Em abril, o reajuste do aluguel ficou acima tanto da inflação ao consumidor, medida pelo IPCA (0,67%), quanto da valorização dos preços de venda de imóveis residenciais (0,51%), mostrando que o mercado de locação está mais aquecido que o de compra e venda.

O movimento ocorre num contexto de inflação e juros elevados, fatores que limitam o acesso ao crédito imobiliário e tornam a aquisição de imóvel mais difícil para muitos. Com o financiamento mais caro, o aluguel segue como alternativa para quem não consegue comprar, elevando a demanda por locação e pressionando os preços.

Acumulado no ano

No acumulado de 2026 até abril, os aluguéis subiram 3,51%, acima dos 2,60% do IPCA e também do IGP-M, que ficou em 2,93%. Em 12 meses, a variação acumulada dos aluguéis foi de 8,40%, praticamente o dobro da inflação oficial no período, de 4,39%.

Regiões com maior alta

A aceleração das locações não se concentrou apenas nas capitais tradicionais. Em abril, as maiores altas mensais foram registradas em:

  • Aracaju (+3,93%)
  • Teresina (+2,14%)
  • Campo Grande (+2,00%)
  • Brasília (+1,99%)
  • João Pessoa (+1,91%)
  • Rio de Janeiro (+1,51%)

No acumulado de 12 meses, as capitais com os maiores aumentos foram:

  • Aracaju (17,71%)
  • Teresina (16,15%)
  • Cuiabá (13,77%)
  • João Pessoa (13,44%)
  • Brasília (12,09%)

Destaque por preço

São Paulo permanece como a capital com os aluguéis mais caros em termos absolutos, com média de R$ 64,20 por metro quadrado. Em seguida vêm Belém (R$ 63,43/m²), Recife (R$ 63,39/m²), Florianópolis (R$ 61,07/m²) e Rio de Janeiro (R$ 58,48/m²). No ritmo dos valores médios, um apartamento de 50 metros quadrados em São Paulo pode facilmente ultrapassar R$ 3.200 por mês, sem considerar condomínio e IPTU.

Imagem: Divulgação

Famílias menores

Por tipo de imóvel, os apartamentos de três dormitórios tiveram a maior alta em abril, de 1,14%. No entanto, em preço por metro quadrado, os imóveis compactos seguem sendo os mais caros: unidades de um dormitório registraram média de R$ 70,70 por m². Segundo o levantamento, essa dinâmica reflete mudanças no perfil das famílias, com mais pessoas morando sozinhas, casais sem filhos e maior busca por moradias menores em áreas centrais.
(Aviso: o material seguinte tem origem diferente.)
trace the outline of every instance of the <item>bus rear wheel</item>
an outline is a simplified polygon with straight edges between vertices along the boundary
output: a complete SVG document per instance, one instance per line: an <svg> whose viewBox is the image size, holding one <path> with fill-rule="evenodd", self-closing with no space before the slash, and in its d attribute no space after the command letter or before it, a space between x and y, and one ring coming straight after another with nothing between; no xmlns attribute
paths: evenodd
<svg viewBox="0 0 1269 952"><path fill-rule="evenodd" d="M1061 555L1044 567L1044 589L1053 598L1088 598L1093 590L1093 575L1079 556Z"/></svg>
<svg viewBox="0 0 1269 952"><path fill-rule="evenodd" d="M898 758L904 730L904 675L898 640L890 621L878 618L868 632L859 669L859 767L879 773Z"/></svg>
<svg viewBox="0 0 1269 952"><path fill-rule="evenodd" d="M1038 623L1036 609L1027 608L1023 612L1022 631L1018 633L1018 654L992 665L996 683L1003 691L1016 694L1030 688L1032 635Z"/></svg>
Rentabilidade para investidores

A rentabilidade média anual do aluguel residencial ficou em 6,08% ao ano. Apesar de representar preservação patrimonial, o estudo ressalta que esse retorno é inferior ao rendimento projetado para aplicações financeiras de referência nos próximos 12 meses, o que reduz o apelo do imóvel como fonte de renda. As maiores taxas de retorno aparecem em Recife (8,55% a.a.), Manaus (8,38% a.a.), Cuiabá (8,31% a.a.) e Belém (8,28% a.a.).

O aumento dos aluguéis em abril evidencia uma pressão crescente sobre os inquilinos e a disseminação dessa alta para cidades fora do eixo tradicional, ao mesmo tempo em que afeta decisões de compra e a atratividade do investidor no mercado residencial.